Titusbrief

Tit 1,12 A.Christlieb Die Kreter sind immer Lügner, böse Tiere und faule Bäuche. Titus 1, 12

Dieser Ausspruch des Paulus läßt uns einen Blick tun in die Weisheit, Gerechtigkeit und Liebe des Apostels Paulus. - Es war Weise von Paulus, diese messerscharfen, aber wahren Worte der Kritik über die Kreter nicht als sein eigenes Urteil auszusprechen, sondern als das eines berühmten Propheten der Kreter. Paulus hätte sich nicht wegen Mangel an eigener Autorität bei diesem Urteil mit dem Ausdruck eines anerkannten kretischen Dichters decken müssen. Aber es war weise von ihm, das zu tun. Hätte Paulus von sich aus die Kreter als Lügner, böse Tiere und faule Bäuche bezeichnet, so würde dies Urteil gewiß heftigen Widerspruch hervorgerufen haben. Jeder Kreter, der das gehört, hätte sich tiefgekränkt gefühlt und dem Paulus für immer den Rücken gewandt. Man läßt doch sein eigenes Volk nicht schlecht machen! Da Paulus aber Worte eines in Kreta als Prophet anerkannten Mannes zitiert, kann niemand dieses Urteil als Verunglimpfung der Kreter durch einen jüdischen ,,Ausländer'' hinstellen. Daß Paulus sein Urteil über die Kreter so einkleidete, wie zu lesen, war eine Befolgung des Heilandswortes: ,,Seid klug wie die Schlangen" (Matth. 10, 16). - Diese Klugheit besaß Nathan, als er das Urteil über David nicht selber aussprach, sondern in gottgeschenkter Weisheit den König veranlaßte, seine Tat selbst zu verdammen. - Auch wir dürfen von dieser Schlangenklugheit lernen. Wie oft ist es nötig, in persönlicher Seelsorge oder in öffentlicher Rede auf Sünden und Schwächen hinzuweisen, die gestraft werden müssen. Wie hilfreich ist es dann, die notwendige Kritik nicht als eigene Meinung auszusprechen, sondern sie mit den Worten etwa eines Luther oder Bismarck oder eines sonstwie anerkannten Mannes zu bringen, unter den die Angeredeten sich ohne weiteres beugen. - Wenn schon Paulus so vorsichtig war, wieviel mehr bedürfen wir dann dieser Weisheit!
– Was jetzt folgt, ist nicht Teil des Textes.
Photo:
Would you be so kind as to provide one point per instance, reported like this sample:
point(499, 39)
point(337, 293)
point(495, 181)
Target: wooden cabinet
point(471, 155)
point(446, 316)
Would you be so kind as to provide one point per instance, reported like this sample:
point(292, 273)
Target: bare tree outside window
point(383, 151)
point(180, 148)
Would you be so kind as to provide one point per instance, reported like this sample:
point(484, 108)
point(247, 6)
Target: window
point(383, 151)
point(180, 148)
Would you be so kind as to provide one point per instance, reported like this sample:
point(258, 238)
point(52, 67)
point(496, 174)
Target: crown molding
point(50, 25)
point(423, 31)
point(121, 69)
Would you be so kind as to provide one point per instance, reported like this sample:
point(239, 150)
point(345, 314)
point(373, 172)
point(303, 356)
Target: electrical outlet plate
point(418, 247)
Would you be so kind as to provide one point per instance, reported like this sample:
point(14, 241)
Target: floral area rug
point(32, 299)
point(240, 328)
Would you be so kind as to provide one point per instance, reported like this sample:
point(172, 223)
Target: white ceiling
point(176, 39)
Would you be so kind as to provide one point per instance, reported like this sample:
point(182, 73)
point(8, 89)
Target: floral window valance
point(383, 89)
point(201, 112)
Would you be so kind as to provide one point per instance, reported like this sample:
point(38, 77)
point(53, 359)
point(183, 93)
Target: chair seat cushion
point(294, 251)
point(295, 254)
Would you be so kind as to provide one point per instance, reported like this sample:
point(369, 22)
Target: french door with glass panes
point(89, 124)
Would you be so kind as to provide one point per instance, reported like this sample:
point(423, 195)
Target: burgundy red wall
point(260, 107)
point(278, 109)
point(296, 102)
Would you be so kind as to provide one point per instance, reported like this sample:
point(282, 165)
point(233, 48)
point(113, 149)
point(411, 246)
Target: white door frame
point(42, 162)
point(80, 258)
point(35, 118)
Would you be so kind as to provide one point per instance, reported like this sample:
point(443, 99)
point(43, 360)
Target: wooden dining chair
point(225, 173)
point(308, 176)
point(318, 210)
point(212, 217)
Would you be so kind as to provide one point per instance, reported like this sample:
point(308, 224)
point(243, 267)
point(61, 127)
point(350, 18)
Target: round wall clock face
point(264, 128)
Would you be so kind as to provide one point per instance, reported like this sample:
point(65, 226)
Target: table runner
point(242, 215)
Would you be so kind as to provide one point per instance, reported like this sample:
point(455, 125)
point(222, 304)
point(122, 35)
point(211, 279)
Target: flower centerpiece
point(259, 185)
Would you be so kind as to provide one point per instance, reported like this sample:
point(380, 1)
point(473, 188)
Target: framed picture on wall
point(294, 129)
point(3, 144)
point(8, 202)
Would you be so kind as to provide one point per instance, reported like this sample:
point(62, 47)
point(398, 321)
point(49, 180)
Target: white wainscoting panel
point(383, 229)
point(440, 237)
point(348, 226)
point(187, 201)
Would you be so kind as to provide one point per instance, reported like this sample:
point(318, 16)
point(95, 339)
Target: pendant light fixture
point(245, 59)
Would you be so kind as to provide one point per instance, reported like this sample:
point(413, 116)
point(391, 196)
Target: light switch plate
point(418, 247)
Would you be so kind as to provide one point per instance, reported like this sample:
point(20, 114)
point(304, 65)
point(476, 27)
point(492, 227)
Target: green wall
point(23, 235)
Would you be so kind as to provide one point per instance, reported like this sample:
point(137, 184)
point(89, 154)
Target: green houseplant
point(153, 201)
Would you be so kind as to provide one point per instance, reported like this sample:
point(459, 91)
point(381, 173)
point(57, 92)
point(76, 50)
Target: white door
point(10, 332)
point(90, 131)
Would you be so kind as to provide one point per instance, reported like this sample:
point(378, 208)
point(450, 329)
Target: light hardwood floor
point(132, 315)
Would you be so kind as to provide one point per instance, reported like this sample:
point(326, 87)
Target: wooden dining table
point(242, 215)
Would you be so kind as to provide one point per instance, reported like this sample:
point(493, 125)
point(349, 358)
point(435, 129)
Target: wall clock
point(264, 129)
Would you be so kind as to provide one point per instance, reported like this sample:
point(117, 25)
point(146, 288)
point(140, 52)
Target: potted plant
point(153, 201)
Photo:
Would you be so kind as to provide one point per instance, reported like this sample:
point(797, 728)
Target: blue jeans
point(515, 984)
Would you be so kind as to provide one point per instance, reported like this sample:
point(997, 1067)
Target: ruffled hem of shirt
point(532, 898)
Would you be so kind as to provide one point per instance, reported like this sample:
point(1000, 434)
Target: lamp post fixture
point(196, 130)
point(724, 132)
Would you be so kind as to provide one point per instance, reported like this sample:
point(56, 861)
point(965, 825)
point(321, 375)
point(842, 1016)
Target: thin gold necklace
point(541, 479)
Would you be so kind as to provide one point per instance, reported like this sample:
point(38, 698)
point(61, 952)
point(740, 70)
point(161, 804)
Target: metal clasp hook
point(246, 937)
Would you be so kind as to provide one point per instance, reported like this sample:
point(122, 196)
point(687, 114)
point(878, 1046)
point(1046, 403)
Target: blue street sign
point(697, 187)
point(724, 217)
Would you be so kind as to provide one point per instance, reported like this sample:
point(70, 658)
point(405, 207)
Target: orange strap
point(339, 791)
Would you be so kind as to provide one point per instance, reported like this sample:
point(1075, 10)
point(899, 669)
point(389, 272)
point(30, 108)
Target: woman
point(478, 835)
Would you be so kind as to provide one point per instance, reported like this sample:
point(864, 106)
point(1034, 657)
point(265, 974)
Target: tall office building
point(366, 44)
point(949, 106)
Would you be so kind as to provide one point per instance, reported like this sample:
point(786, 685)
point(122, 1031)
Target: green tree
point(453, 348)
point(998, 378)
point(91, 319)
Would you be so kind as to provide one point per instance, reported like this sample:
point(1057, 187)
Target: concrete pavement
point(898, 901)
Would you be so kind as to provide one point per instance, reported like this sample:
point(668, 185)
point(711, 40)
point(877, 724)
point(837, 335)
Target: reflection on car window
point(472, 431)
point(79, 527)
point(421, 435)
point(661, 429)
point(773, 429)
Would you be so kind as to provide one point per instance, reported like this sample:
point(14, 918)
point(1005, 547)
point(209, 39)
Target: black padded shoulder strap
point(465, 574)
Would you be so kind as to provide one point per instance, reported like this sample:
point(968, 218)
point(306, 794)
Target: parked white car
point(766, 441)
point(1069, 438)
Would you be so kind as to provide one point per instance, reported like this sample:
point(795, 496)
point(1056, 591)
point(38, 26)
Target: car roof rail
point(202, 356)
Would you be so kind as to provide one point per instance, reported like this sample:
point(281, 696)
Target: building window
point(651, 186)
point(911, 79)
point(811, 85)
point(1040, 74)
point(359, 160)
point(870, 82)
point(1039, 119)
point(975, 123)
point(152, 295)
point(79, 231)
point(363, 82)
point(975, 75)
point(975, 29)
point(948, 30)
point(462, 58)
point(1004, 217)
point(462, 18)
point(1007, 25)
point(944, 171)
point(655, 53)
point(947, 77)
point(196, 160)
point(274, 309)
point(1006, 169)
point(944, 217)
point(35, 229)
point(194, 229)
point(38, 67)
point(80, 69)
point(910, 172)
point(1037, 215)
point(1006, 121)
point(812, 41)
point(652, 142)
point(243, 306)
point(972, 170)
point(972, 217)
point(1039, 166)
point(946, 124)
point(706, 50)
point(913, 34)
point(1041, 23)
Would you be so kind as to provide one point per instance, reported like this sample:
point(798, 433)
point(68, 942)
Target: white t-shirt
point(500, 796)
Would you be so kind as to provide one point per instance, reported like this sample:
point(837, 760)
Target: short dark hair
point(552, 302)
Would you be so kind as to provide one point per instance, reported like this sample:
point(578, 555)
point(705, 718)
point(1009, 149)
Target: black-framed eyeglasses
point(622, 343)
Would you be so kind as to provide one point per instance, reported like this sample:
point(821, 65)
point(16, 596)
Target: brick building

A.Christlieb Die Kreter sind immer Lügner, böse Tiere und faule Bäuche. Titus 1, 12

Neben der Weisheit des Paulus tritt uns hier die Gerechtigkeit des Apostels entgegen. Auf den ersten Blick scheint uns dieses Urteil fast zu scharf und ungerecht zu sein. Aber unmittelbar vorher (Vers 10 f.) greift er ebenso hart das jüdische Volk an, zu dem er selbst gehört. Er schreibt: ,,Es sind viele unnütze und freche Schwätzer und Verführer, besonders die aus den Juden, welchen man den Mund stopfen muß, die lehren, was nichts taugt." Hier sehen wir, daß Paulus beim Aufdecken von Sünden unerbittliche Gerechtigkeit walten läßt. Die Liebe zu seinem Volk durfte sein Urteil über die Sünde nie trüben. Er verurteilte dieselbe aufs schärfste, mochte sie sich bei Gliedern des eigenen oder eines fremden Volksstammes finden. - Solche Gerechtigkeit ist besonders wichtig in einer Zeit, wo der Geist des Hasses unter den Völkern das Urteil vieler Menschen trübt. Ein wahrer Christ muß jede Sünde gleich scharf beurteilen, ob sie sich bei dem eigenen oder einem fremden Volk zeigt. - Laßt uns auch die Liebe des Apostels betrachten. Aus ihr leuchtet ein Strahl der göttlichen Liebe. Wenn wir andere Menschen durchschauen und sie als unaufrichtige Lügner, böse Raubtiere und faule Bäuche erkennen, dann ziehen wir uns von solchen Menschen am liebsten völlig zurück und geben sie auf. Wir meinen, es lohne sich nicht, an solchen Menschen zu arbeiten. Ganz anders Paulus! Er sagt nicht: ,,Überall kann man für Jesus arbeiten, nur nicht auf Kreta." Er gibt vielmehr dem Titus als Anweisung für seine Arbeit das Ziel an: ,,...auf daß sie gesund seien im Glauben." - Hier haben wir gute Botschaft. Die Liebe hofft alles. Sie traut dem Herrn Jesus zu, daß er auch den schlechtesten und verlogensten Menschen retten und heilen könne. - Wir wollen mit Paulus glauben, hoffen, lieben, bis Gottes Sieg offenbar wird.